When mathematicians talk about "graph theory", it means dots connected by lines as in the pictures below, though technically the dots are called vertices and the lines are called edges. Earlier Wednesday Math posts have dealt with graph theory, most notably the Road Coloring Problem, the way to check if a structure is rigid, and the Traveling Salesman Problem, one of the difficult problems in the category known as NP-complete.
One type of graph is called a weighted graph, where numbers are associated with the edges. Usually the number are positive, but not always, and they can represent distances or costs or capacities or any of a number other concepts, so the word "weight" is used instead of "length". For example, if the numbers in this graph were lengths, these shouldn't be straight lines. Notice the 5, 2 and 1 weights, marked in boxes at the top of the graph. If I wanted to travel from the middle top point to the point just to the right, going down first and then up would be a short cut, 2+1=3 instead of the "straight line" distance of 5, and from last week's post about the triangle inequality, we aren't supposed to have short cuts.
Let's assume instead that the numbers represent costs in this case. Our challenge is to find a subset of edges that connect every vertex to every other vertex for the lowest cost. This problem is called the minimal spanning tree.
Like many problems in math, there is more than one correct way to solve this problem and there may be more than one correct answer. The two most famous methods are called Prim's Algorithm and Kruskal's Algorithm, both named for guys who worked at Bell Labs back in the 1950's.

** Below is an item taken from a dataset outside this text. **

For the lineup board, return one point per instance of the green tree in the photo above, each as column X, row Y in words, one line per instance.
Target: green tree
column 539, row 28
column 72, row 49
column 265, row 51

Both are called "greedy algorithms", where the way to get the best answer for the final problem is to take the best option at every step of the method.
One of the minimal spanning trees for this graph is shown in red lines. Note that some cheap edges aren't used, like many of the edges with cost equal to 4, while the edge with cost equal to 7, marked in a red circle in the lower right hand has to be used, because that is the cheapest way to connect the lower right hand vertex to the rest of the graph. The only other choice is the edge with cost 8.
In this graph, there are two different sets of edges that can do the same job of connecting everything for the same cost. Since the cost is "minimal", that is the part of the solution that cannot change, but the two edges with cost 3 marked in boxes are interchangable. If we remove the edge at the top and replace it with the edge in the middle, we still have total connectivity at the lowest possible price.
Finding the number of different minimal spanning trees is Matty Boy's personal contribution to higher mathematics. I came up with a method for doing this, though it isn't the only one. As of a few years ago, my method was being taught at Stanford by Persi Diaconis, a well-known name in statistics and math, who I met at a few local math conferences.
Finding alternate minimal spanning trees can be useful in a really big graph, like the connections between computer nodes that make up the internet. If different users are making use of different minimal spanning trees at the same time, this can cut down on traffic congestion and make the internet faster for everybody while keeping costs low. Because these are greedy algorithms, the problem of finding minimal spanning trees can be solved very quickly on a fast computer, even for a very big instance of the problem, like a graph the size of the entire internet.